There are several limitations to our study. The first is the selection of severity measures used to exemplify the procedure. PS is the method of choice in the Dutch guidelines as an operationalization of severity in the context of reimbursement decisions. Different operationalizations have some support in the Netherlands, Norway and the UK, and all incorporate both a time and quality component [25]. The use of the PS method here follows the Dutch guidelines and does not express a preference of this method over another by the authors.
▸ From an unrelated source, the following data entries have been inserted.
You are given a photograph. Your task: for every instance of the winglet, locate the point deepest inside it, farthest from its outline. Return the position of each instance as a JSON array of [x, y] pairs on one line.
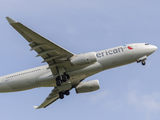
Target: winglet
[[11, 21], [35, 107]]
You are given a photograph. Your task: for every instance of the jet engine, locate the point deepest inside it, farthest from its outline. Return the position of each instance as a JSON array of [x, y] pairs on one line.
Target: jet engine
[[87, 86], [83, 59]]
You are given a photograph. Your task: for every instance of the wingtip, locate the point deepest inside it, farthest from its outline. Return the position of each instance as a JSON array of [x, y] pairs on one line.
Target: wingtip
[[35, 107], [11, 21]]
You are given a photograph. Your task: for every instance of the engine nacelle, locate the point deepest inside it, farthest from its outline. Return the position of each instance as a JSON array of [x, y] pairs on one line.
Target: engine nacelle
[[83, 59], [87, 86]]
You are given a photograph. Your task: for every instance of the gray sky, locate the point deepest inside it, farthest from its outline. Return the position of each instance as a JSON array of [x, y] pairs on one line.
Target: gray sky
[[130, 92]]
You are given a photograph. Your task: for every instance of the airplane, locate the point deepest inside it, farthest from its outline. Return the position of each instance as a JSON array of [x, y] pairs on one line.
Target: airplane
[[66, 70]]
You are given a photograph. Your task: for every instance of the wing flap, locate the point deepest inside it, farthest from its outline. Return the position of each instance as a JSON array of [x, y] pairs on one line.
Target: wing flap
[[52, 97]]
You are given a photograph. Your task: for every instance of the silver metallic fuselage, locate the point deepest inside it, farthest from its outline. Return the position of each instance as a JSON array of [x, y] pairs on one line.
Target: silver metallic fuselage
[[106, 59]]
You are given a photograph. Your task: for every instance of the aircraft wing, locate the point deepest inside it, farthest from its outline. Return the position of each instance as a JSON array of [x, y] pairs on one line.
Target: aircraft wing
[[53, 54], [52, 97]]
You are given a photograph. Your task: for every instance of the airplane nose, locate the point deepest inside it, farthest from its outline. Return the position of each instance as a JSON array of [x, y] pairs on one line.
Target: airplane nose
[[154, 48]]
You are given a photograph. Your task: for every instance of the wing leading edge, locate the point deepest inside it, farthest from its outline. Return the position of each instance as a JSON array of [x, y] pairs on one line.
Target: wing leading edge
[[53, 54]]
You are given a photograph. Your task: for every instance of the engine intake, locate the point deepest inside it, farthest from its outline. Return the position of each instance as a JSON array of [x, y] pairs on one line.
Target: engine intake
[[87, 86], [83, 59]]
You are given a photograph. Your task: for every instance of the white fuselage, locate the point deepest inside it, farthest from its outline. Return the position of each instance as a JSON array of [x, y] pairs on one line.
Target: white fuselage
[[106, 59]]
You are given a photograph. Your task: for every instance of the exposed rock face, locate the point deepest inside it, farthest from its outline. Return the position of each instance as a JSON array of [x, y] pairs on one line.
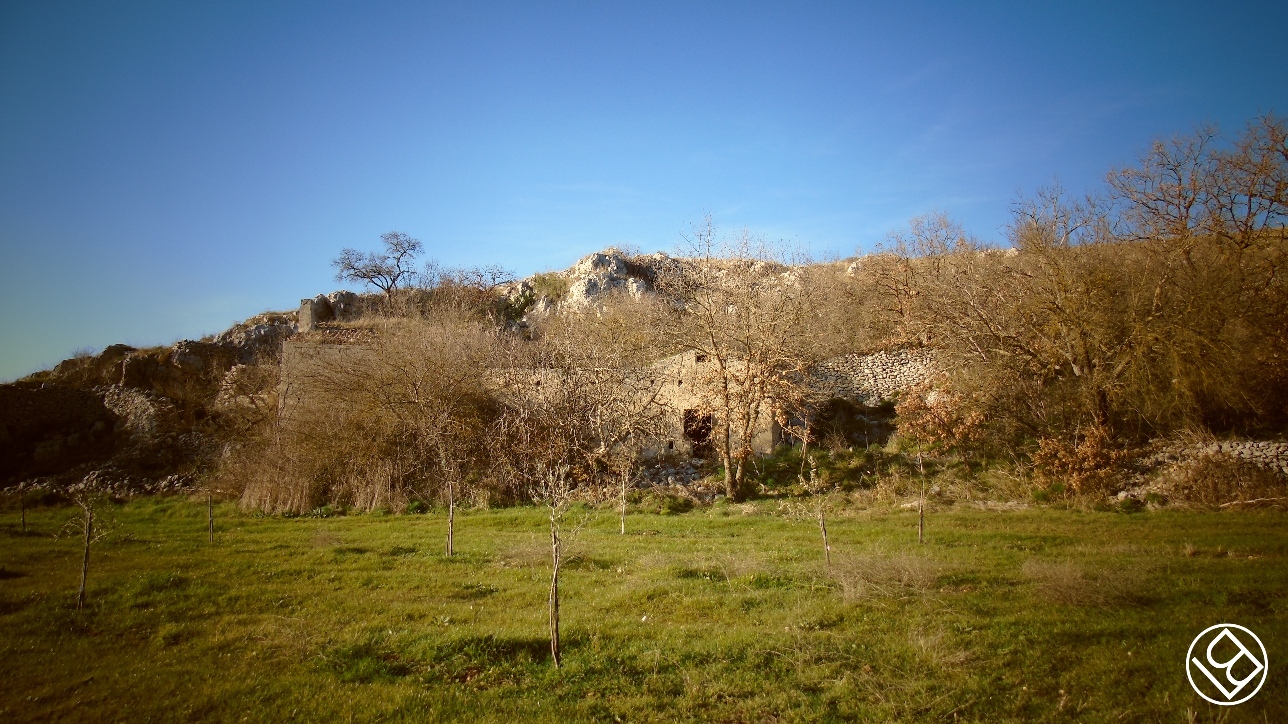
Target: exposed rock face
[[314, 312], [599, 273], [595, 275], [345, 305], [259, 336]]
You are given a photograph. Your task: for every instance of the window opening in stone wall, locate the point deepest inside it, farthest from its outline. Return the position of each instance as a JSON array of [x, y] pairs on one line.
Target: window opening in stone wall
[[697, 430]]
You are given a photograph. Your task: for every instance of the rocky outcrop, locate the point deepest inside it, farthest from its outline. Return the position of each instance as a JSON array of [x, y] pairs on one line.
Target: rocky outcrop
[[602, 273], [259, 338]]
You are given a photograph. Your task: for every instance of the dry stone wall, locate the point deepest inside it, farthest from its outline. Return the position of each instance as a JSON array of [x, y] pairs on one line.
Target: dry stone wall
[[872, 379]]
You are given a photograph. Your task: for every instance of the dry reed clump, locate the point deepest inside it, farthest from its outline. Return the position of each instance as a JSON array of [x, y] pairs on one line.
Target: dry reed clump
[[1068, 584], [879, 575], [1220, 481]]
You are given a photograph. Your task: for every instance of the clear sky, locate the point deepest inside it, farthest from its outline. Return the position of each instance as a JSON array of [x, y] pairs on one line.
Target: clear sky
[[170, 168]]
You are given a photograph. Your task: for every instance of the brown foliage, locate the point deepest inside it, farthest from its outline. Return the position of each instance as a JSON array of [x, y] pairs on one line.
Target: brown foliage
[[1089, 463]]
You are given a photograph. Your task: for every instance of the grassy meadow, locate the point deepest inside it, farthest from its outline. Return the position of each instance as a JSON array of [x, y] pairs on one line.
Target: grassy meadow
[[723, 613]]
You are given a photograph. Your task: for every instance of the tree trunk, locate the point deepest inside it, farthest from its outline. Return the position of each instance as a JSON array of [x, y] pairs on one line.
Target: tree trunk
[[625, 479], [730, 486], [921, 517], [451, 518], [554, 591], [921, 501], [822, 526], [89, 536]]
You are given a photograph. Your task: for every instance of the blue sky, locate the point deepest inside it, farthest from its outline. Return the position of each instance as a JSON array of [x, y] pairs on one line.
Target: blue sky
[[170, 168]]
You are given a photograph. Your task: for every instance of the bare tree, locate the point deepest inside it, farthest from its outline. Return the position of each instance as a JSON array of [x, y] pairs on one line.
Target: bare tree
[[390, 271], [88, 527], [745, 314]]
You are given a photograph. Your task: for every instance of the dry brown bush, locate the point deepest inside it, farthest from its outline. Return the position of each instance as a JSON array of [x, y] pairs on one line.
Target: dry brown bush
[[880, 575], [1216, 479], [1089, 463], [1068, 584]]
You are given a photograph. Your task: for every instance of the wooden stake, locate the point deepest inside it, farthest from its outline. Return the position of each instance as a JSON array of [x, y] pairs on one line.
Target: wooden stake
[[89, 533], [554, 590], [451, 519]]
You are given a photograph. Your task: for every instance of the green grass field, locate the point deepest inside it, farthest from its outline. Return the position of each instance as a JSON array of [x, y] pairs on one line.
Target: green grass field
[[725, 613]]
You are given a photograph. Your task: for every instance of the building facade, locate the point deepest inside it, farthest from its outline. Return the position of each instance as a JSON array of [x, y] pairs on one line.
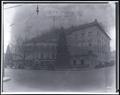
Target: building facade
[[88, 45]]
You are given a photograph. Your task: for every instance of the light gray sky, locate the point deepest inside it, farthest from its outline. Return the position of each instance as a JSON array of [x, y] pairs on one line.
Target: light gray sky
[[19, 19]]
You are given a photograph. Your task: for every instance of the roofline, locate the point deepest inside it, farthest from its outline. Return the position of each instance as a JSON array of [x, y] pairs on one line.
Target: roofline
[[89, 25]]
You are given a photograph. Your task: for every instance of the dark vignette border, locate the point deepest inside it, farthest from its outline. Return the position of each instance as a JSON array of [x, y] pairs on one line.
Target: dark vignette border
[[73, 2]]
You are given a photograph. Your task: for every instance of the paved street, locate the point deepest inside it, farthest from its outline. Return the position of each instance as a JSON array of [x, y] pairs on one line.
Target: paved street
[[95, 80]]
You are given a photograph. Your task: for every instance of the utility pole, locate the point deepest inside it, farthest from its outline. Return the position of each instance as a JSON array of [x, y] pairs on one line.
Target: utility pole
[[37, 10]]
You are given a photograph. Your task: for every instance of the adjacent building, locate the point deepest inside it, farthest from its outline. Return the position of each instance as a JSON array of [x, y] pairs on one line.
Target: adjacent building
[[88, 45]]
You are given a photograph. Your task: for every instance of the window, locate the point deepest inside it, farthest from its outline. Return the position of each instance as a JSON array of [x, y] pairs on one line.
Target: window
[[90, 44], [82, 62], [74, 62]]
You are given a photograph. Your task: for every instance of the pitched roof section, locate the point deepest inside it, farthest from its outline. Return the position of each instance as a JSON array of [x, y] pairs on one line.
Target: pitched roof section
[[77, 28], [53, 34]]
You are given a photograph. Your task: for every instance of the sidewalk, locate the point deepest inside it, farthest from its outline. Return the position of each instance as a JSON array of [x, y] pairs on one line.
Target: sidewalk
[[96, 80]]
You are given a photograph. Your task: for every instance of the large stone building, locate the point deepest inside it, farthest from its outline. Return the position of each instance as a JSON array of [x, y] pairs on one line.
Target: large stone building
[[88, 45]]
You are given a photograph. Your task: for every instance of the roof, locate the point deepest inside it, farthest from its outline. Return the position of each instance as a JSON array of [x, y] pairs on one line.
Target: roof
[[94, 23], [53, 34]]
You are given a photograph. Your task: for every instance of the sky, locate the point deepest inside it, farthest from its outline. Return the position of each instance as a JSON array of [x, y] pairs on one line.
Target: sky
[[19, 18]]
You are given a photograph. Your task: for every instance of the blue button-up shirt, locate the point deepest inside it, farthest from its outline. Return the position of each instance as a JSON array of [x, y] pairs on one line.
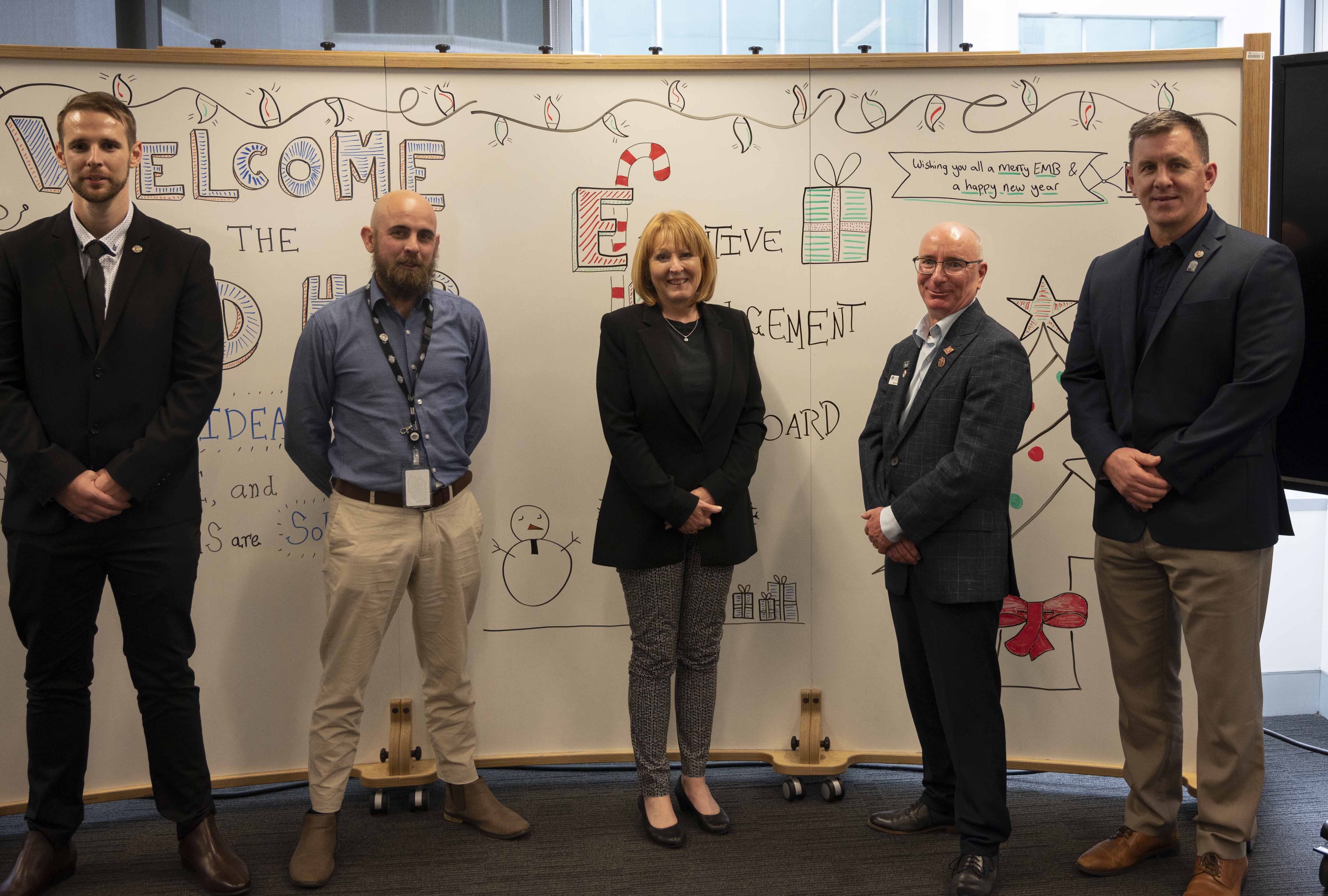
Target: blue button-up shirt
[[341, 380]]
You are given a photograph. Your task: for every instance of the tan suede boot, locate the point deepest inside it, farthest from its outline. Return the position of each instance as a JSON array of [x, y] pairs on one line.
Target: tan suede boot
[[313, 863], [476, 805], [1214, 877]]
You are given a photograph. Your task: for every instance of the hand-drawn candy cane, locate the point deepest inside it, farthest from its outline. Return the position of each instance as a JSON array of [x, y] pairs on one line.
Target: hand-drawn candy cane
[[599, 214]]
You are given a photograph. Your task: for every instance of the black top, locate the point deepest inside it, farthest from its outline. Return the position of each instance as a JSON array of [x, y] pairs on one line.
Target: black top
[[695, 364], [662, 451], [1156, 273]]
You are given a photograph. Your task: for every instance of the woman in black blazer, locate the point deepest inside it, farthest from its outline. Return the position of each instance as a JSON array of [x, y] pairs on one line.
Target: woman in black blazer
[[680, 403]]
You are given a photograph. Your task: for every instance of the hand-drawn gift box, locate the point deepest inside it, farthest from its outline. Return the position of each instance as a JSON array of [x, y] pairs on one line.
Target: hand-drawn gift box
[[744, 603], [836, 218], [785, 598]]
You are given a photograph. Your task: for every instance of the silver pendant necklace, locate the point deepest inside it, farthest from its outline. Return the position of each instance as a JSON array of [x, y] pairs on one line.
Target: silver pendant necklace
[[686, 336]]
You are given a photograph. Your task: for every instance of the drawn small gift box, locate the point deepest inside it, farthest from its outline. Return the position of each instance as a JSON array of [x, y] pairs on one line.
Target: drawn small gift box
[[744, 603], [785, 594], [836, 218]]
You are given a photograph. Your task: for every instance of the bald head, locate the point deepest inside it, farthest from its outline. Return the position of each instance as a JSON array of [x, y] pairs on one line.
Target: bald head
[[950, 291], [403, 235], [403, 204]]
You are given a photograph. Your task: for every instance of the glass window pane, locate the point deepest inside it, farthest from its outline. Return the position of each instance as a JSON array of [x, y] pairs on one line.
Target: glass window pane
[[690, 27], [807, 27], [752, 23], [1173, 34], [860, 23], [59, 23], [1050, 35], [906, 27], [527, 22], [622, 27], [1116, 34], [416, 16], [348, 16]]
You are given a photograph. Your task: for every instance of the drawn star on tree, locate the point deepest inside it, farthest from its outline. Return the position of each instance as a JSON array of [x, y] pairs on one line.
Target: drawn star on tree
[[1042, 310]]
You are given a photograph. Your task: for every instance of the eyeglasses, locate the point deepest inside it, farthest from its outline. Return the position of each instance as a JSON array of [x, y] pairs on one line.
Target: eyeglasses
[[949, 266]]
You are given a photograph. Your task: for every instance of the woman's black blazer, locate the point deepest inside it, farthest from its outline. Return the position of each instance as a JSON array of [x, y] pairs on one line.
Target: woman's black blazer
[[661, 451]]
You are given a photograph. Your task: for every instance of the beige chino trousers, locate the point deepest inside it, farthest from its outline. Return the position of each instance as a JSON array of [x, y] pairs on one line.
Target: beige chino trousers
[[375, 554], [1151, 594]]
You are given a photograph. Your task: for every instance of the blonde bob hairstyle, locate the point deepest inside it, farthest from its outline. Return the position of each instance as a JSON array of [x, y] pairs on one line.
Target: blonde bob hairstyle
[[679, 230]]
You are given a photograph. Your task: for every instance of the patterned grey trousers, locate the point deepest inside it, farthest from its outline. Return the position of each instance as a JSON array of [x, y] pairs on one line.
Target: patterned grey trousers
[[678, 621]]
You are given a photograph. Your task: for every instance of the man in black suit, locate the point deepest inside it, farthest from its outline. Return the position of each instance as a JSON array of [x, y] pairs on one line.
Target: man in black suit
[[1185, 350], [937, 468], [111, 360]]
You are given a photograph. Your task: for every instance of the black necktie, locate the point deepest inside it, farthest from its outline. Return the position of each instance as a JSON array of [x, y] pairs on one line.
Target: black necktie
[[96, 285]]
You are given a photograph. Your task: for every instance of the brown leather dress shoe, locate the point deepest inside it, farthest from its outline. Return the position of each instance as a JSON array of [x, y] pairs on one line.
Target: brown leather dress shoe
[[1214, 877], [220, 870], [1124, 850], [39, 867], [476, 805]]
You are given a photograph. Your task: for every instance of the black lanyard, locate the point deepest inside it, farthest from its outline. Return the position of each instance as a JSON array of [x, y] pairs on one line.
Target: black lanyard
[[411, 432]]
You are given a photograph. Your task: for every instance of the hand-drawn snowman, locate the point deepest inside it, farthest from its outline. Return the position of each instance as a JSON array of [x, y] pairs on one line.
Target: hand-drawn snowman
[[532, 571]]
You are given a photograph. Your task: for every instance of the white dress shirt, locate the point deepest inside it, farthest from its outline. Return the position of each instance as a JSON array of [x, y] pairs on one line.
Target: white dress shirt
[[115, 241], [929, 338]]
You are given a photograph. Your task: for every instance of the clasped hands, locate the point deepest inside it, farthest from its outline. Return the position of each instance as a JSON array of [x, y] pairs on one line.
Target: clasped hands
[[700, 518], [902, 551], [93, 497], [1135, 476]]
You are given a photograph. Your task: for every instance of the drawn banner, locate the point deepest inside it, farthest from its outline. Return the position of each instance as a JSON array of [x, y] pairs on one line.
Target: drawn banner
[[1007, 178]]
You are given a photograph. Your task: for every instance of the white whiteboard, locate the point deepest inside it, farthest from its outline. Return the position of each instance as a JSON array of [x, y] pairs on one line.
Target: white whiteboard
[[266, 165]]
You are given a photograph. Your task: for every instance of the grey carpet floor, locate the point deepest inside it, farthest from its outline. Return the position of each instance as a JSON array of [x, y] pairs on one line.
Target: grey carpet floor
[[588, 840]]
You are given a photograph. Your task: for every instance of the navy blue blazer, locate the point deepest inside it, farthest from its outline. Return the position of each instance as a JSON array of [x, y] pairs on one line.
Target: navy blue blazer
[[1217, 370]]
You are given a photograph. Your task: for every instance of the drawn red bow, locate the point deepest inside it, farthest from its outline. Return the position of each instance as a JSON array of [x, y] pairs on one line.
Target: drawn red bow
[[1063, 611]]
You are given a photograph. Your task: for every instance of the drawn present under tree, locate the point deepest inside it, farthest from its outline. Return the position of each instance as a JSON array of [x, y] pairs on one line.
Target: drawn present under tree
[[836, 218]]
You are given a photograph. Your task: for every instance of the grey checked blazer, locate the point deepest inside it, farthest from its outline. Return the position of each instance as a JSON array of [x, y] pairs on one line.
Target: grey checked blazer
[[946, 469]]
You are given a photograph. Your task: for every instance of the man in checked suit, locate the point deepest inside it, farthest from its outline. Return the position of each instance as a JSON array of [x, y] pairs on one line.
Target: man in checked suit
[[111, 360], [937, 466], [1185, 350]]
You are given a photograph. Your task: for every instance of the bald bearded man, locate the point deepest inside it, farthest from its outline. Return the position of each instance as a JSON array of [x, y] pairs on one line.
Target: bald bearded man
[[403, 370], [937, 465]]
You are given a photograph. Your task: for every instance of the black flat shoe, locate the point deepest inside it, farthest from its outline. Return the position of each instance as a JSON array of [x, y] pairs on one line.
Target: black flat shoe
[[718, 824], [673, 837]]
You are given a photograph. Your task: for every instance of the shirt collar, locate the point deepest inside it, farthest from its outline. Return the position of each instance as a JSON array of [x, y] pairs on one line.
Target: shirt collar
[[938, 331], [1184, 243], [115, 241]]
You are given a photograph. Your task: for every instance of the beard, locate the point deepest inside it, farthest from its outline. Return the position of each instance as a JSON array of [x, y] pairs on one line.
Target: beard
[[403, 281], [115, 185]]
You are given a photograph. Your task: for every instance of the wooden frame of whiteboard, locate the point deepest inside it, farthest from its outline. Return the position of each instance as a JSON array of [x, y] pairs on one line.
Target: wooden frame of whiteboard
[[1255, 97]]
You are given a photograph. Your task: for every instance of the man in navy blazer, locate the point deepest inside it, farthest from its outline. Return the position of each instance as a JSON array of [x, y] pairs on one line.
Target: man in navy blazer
[[1185, 350], [937, 465]]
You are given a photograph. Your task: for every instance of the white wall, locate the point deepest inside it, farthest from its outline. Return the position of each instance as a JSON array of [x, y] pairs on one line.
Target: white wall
[[994, 24]]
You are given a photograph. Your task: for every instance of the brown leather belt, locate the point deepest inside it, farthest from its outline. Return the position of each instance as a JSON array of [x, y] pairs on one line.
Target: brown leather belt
[[394, 498]]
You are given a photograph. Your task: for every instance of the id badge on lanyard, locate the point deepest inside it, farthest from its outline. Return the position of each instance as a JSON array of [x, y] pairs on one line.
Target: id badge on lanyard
[[416, 480]]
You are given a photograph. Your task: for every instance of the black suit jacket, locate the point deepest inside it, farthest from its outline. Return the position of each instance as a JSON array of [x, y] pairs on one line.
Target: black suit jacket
[[133, 401], [947, 466], [1218, 366], [662, 451]]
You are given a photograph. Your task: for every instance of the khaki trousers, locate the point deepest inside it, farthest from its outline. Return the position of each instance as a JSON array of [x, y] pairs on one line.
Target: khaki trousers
[[374, 555], [1151, 594]]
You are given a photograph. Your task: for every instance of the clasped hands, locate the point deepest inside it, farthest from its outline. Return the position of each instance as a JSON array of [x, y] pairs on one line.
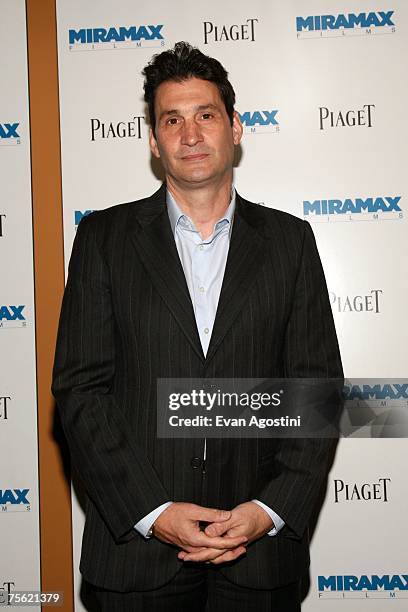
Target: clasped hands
[[224, 539]]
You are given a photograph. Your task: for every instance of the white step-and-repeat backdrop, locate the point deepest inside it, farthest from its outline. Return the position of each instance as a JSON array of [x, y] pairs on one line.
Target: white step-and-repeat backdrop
[[322, 92], [19, 507]]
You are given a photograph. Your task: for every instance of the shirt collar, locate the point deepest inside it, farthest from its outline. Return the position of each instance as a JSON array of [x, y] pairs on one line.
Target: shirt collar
[[175, 213]]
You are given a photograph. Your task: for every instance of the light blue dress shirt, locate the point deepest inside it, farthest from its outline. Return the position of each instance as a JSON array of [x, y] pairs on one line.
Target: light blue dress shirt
[[203, 264]]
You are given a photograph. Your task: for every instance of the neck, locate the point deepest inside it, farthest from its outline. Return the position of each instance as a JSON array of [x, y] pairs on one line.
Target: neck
[[204, 205]]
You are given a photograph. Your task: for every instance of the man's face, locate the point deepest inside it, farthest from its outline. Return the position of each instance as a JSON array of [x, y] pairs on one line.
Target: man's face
[[194, 137]]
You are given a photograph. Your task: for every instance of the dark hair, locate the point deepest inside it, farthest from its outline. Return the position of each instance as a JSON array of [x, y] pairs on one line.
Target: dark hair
[[179, 64]]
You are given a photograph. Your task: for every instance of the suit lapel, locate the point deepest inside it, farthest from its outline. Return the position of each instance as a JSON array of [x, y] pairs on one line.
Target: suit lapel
[[244, 260], [154, 242]]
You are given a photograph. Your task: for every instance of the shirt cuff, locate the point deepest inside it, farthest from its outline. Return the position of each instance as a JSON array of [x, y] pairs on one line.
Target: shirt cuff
[[278, 522], [143, 526]]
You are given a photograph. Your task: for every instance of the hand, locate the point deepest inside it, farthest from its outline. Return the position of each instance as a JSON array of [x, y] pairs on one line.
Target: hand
[[179, 525], [247, 520]]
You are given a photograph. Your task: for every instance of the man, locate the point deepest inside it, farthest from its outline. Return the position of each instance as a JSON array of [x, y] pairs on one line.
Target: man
[[193, 281]]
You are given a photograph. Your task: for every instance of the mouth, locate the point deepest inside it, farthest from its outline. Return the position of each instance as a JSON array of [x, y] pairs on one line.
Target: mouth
[[194, 157]]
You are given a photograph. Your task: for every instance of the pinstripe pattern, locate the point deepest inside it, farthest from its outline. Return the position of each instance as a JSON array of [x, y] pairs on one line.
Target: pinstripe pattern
[[126, 320]]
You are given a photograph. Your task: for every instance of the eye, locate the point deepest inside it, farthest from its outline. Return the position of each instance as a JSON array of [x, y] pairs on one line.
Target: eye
[[172, 121]]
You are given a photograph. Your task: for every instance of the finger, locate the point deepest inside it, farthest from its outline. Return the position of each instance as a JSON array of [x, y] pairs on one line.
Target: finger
[[230, 555], [200, 539], [190, 549], [207, 554], [217, 529], [209, 515]]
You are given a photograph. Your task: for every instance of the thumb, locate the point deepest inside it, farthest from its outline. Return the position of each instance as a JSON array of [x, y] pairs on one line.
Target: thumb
[[217, 529], [212, 515]]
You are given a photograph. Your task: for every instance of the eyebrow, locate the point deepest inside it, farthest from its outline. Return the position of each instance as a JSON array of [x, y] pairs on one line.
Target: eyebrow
[[197, 109]]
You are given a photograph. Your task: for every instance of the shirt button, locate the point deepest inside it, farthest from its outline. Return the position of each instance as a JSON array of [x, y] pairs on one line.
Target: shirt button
[[195, 463]]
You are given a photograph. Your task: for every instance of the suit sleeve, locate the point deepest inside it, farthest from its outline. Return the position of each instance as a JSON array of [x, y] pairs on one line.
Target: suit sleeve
[[310, 351], [116, 473]]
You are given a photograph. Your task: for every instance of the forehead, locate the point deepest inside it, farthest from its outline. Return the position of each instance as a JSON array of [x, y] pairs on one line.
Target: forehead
[[191, 92]]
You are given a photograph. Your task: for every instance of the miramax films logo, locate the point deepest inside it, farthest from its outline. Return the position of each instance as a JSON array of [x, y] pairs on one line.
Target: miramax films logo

The second limitation is difficult to correct, and arguably a small flaw in the calculation of AS and PS as described here. Age- and gender-specific QALE for the non-ill \((Q_{\text{n}} )\) is calculated based on average mortality and quality-of-life data that includes the population for which severity is being calculated \((Q_{\text{d}} )\). A truly unbiased estimate of \(Q_{\text{n}}\) should be based on mortality and quality-of-life data that excludes the population for which \(Q_{\text{d}}\) is calculated. Note that this limitation is not unique to our proposed method, but present in any calculation of AS and PS based on population norms. Moreover, unless the population under evaluation accounts for a notable part of mortality and morbidity in the general population, the resulting bias is arguably negligible. Should decisions need to be made for treatments targeting a highly common condition, such that the estimate of \(Q_{\text{n}}\) would be noticeably biased, corrections could be made to exclude this bias.

A further limitation is that we used mortality figures from 2013; at the time of analysis these were the most recent figures that were available for each of the countries included in this study in the Human Mortality Database. Also, the age- and gender-specific quality-of-life values were taken from the EQ-5D-3L, which has since been replaced with EQ-5D-5L [26]. Such practical limitations can be solved by updating figures as soon as more recent or better ones become available.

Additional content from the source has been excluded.